By Arthur Z. Schwartz

Starbucks workers at the Reserve Roastery at 61 Ninth Avenue in the Meatpacking District have been on strike since Tuesday, October 25, over urgent health and safety issues including the alleged presence of bedbugs and mold at the facility. Their union, Starbucks Workers United, filed an Unfair Labor Practice charge with the National Labor Relations Board asking it to investigate the NYC Roastery over its allegation that the company’s failure to provide information violated the law. Management confirmed that there had been prior reporting of the presence of bed bugs, and have said that they have remediated the issue.
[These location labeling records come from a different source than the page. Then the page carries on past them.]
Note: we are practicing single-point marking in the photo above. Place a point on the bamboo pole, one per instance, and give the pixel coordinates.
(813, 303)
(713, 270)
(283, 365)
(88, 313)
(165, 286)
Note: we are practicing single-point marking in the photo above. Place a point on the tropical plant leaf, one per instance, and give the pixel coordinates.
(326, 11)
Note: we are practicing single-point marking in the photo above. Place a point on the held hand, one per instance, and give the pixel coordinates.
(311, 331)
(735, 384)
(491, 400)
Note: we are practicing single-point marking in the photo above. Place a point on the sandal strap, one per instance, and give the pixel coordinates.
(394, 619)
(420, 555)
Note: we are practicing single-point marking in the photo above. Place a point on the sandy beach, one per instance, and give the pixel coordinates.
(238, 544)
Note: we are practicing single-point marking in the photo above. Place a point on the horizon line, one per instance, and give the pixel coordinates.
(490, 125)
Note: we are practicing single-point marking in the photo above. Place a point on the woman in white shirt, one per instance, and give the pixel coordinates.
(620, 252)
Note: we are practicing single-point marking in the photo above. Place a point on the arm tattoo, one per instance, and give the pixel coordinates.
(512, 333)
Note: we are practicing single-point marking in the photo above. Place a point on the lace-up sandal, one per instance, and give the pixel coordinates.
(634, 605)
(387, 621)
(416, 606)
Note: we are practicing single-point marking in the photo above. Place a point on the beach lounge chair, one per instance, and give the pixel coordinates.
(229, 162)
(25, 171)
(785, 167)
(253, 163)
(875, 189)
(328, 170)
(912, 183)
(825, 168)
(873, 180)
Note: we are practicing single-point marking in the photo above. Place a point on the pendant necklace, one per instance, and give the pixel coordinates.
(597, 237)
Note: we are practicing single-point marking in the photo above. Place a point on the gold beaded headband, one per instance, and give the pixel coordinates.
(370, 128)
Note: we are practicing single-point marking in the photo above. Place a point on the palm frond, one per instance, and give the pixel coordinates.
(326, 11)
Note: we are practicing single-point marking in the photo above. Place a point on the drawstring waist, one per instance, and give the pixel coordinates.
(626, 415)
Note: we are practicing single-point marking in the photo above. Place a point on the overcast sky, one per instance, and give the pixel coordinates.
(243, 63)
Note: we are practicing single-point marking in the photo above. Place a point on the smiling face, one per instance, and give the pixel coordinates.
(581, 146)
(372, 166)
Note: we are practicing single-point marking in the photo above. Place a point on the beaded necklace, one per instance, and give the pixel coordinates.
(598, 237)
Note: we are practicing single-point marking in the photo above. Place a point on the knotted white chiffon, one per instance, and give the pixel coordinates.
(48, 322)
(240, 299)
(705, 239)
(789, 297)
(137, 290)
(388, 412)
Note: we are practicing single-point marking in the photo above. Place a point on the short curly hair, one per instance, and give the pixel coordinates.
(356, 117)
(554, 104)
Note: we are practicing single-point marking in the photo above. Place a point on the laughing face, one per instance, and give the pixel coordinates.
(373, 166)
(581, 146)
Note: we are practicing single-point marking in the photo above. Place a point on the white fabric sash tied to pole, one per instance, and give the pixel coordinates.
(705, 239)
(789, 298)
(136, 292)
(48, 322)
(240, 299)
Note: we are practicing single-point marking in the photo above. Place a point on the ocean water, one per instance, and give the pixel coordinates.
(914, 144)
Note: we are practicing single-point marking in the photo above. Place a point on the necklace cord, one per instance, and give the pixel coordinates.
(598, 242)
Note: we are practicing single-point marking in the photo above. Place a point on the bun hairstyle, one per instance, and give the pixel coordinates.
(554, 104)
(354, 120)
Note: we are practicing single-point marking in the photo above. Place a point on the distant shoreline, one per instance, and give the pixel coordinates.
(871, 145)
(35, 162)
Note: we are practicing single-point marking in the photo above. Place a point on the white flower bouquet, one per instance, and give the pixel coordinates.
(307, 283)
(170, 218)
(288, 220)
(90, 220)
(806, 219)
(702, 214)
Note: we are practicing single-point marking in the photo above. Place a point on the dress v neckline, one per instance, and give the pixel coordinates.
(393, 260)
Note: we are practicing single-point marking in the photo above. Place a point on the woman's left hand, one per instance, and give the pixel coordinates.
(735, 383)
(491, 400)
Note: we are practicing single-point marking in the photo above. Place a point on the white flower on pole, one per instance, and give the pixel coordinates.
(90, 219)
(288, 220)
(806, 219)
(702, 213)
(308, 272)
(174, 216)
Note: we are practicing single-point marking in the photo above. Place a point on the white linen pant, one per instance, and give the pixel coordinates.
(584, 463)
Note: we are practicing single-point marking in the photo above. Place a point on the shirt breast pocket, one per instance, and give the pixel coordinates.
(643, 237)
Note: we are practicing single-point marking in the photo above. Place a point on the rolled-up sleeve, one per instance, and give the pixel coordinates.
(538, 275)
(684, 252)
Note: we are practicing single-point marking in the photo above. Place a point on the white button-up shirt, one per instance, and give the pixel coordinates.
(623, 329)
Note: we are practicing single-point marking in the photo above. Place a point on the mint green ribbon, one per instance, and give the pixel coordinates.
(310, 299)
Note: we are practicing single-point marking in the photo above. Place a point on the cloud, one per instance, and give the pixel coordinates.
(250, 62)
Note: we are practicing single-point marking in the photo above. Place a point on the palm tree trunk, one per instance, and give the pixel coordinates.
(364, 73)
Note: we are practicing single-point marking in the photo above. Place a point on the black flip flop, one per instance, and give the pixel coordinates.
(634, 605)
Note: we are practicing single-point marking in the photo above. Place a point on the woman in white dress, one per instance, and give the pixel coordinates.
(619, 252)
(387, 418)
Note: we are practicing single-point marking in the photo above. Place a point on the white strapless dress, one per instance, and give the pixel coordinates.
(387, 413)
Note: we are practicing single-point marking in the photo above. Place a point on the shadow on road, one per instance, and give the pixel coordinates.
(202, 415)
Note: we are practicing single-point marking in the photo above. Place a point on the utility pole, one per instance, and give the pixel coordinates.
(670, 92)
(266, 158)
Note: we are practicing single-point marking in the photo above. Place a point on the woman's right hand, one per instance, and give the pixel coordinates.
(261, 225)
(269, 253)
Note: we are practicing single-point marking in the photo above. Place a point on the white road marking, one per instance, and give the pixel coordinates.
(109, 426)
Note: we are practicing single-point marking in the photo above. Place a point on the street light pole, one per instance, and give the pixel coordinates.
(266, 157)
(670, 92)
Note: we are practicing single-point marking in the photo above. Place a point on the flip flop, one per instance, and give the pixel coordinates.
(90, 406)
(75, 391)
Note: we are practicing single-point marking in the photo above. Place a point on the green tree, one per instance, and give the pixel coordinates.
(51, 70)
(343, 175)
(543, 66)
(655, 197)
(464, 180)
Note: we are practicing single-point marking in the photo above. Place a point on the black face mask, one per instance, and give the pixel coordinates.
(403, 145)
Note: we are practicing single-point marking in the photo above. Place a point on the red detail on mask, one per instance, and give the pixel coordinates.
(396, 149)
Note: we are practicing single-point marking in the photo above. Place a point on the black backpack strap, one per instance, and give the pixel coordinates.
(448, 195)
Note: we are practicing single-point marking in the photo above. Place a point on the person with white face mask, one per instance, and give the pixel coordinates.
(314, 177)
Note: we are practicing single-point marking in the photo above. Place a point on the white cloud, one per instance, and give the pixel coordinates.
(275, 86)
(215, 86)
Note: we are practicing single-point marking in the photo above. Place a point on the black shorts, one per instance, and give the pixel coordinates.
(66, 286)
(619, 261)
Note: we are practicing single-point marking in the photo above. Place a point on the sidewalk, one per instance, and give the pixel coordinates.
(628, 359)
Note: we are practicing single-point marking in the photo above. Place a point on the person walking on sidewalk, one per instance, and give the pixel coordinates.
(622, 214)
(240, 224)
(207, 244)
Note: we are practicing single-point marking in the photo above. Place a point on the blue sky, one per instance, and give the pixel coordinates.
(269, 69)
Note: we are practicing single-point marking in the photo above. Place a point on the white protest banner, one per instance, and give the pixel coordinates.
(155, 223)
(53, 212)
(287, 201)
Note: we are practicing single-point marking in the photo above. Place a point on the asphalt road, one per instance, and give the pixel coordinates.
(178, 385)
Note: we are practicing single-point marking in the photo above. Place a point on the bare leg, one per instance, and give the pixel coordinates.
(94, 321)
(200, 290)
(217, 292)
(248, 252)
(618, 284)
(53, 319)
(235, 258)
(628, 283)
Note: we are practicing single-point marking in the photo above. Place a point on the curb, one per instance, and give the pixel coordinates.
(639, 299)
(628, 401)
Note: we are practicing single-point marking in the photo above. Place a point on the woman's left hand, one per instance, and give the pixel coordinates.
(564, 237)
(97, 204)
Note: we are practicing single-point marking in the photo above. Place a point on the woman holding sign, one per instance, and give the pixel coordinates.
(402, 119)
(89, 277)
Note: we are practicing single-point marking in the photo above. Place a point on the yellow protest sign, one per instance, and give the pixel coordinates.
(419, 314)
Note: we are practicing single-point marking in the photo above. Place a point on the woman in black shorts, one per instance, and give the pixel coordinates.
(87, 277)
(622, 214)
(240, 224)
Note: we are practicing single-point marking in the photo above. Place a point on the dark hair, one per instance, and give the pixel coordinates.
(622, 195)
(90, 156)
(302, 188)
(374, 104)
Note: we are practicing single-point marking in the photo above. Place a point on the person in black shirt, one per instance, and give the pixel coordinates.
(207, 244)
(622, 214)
The Union has requested information (the inspection or remediation report), per its legal right, so that workers can make decisions regarding their health and safety. Management has thus far failed to provide this information.

Starbucks baristas at its New York City Reserve Roastery voted 46-36 in favor of forming a union in March. The Reserve Roastery was the ninth company-owned Starbucks to unionize. There are now 260 unionized stores.

To date, only one location has held an election and voted against unionizing under Workers United, an affiliate of the Service Employees International Union.

The win for Starbucks Workers United represented more than just another location in the growing tally of unionized cafes. Starbucks opened the nearly 23,000-square-foot cafe in Manhattan’s Meatpacking District in December 2018, during the tenure of CEO Kevin Johnson. But the luxurious store and others like it was actually the brainchild of former CEO Howard Schultz, who returned to the job several days before the union victory, after Johnson retired. 

The vote at the New York City Roastery was the first election for Starbucks conducted in person, rather than via mail-in ballots.

The New School adjuncts went on strike on Nov. 16, joined on the picket line by students. Photo by Manasa Gudavalli for Washington Square News.

Starbucks’ growing union push has been one of the challenges that faced Schultz as he once again assumed the chief executive role. During his prior stints as CEO of the coffee chain, Starbucks gained a reputation as a generous and progressive employer, an image that’s now in jeopardy as the union gains momentum and workers share their grievances.

Early union victories in Buffalo have galvanized other Starbucks locations nationwide to organize. More than 260 company-owned cafes have filed for union elections with the National Labor Relations Board, including other New York City locations. Workers at the Astor Place cafe in Manhattan started casting their ballots in November for their mail-in election.

That’s still only a small fraction of Starbucks’ overall footprint, though. The company operates nearly 9,000 locations in the U.S.

The union faces its next real challenge: negotiating a contract with Starbucks. Labor laws don’t require that the employer and union reach a collective bargaining agreement, and contract discussions can drag on for years.

Workers at over 100 unionized Starbucks stores around the U.S. walked off the job on Thursday November 17, for the day, coinciding with Starbucks’ Red Cup Day, a promotional day where customers receive a free red reusable holiday Starbucks cup when they order a holiday seasonal beverage.

The strike was launched to protest against Starbucks’ failure to bargain and failure to adequately staff stores, especially on one of Starbucks’ busiest days where no pay differential is offered to workers. About 2,000 workers at 112 stores participated in the strikes in 25 states.